Beyond their roles as direct catalytic agents, ILs redefine reaction landscapes when employed as advanced, structured solvents. This section examines intensification achieved not through the IL's inherent catalytic sites, but via its capacity to create a finely-tuned solvation environment that manipulates reaction coordinates at a molecular level. The intensification arises from the IL's ability to pre-organize reactants, stabilize transient species, and alter local concentrations through a combination of its unique and designer physicochemical properties.

The pre-organized and highly polarized microenvironment within ILs is a cornerstone of their solvent-effect intensification. Unlike molecular solvents with transient polarity, the inherent ionic character of ILs generates a persistent, high-electric-field environment. This robust polarity can be precisely modulated by altering cation–anion combinations, allowing for the systematic solvation of polar reactants and the stabilization of charged or dipolar transition states. In nucleophilic substitution reactions (e.g., SN₂ reactions), this strong solvation can significantly lower the activation energy barrier by stabilizing the transition state more effectively than conventional solvents, leading to rate enhancements of several orders of magnitude.⁵³ This effect transcends mere solubilization, the IL acts as a dynamic participant that actively biases the reaction pathway toward the desired outcome.⁵⁴

A powerful mechanism of intensification involves direct hydrogen-bonding interactions. ILs can function as versatile hydrogen-bond donors and/or acceptors, engaging in specific, directional interactions with solutes. As depicted in Fig. 4, this capability is pivotal in reactions like lignin demethylation,⁵⁵ where ILs form critical hydrogen bonds that facilitate bond cleavage. Similarly, in Diels–Alder cycloadditions, ILs do not merely provide an inert medium.
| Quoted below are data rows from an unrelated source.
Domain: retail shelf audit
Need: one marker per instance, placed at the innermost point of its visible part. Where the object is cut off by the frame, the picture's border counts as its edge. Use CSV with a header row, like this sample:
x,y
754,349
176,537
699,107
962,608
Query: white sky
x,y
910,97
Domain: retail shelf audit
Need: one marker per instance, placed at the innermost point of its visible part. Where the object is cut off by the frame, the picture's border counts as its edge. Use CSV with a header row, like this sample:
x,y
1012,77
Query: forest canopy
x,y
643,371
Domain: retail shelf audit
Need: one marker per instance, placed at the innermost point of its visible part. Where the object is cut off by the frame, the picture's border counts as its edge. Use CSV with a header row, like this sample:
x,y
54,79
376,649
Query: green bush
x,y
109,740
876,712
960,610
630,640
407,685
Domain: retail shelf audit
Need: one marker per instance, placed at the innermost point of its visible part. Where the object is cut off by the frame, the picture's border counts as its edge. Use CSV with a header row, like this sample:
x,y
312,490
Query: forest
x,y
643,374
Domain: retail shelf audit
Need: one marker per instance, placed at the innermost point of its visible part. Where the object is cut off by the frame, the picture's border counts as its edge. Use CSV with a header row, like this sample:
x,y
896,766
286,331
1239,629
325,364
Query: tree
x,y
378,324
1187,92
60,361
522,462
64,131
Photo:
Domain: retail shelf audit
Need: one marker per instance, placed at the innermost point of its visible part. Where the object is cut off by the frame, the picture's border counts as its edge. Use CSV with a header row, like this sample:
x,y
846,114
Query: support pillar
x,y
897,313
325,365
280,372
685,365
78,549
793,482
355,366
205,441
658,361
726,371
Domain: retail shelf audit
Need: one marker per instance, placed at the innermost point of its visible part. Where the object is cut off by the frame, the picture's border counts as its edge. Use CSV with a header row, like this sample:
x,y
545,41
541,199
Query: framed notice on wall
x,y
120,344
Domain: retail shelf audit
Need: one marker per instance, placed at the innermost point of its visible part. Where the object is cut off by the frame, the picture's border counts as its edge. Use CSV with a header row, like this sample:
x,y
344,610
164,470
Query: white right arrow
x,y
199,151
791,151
They can selectively stabilize the electron-poor, polarized transition state through hydrogen-bond donation to the dienophile, thereby reducing the activation energy and enabling high yields and exceptional endo/exo selectivity under remarkably mild conditions.⁵⁶ The reported rate accelerations of an order of magnitude compared to molecular solvents underscore the profound kinetic influence of this specific solvation.

Fig. 4 Optimizing lignin demethylation using ionic liquids. [Adapted from ref. 55 with permission from Elsevier, copyright 2022].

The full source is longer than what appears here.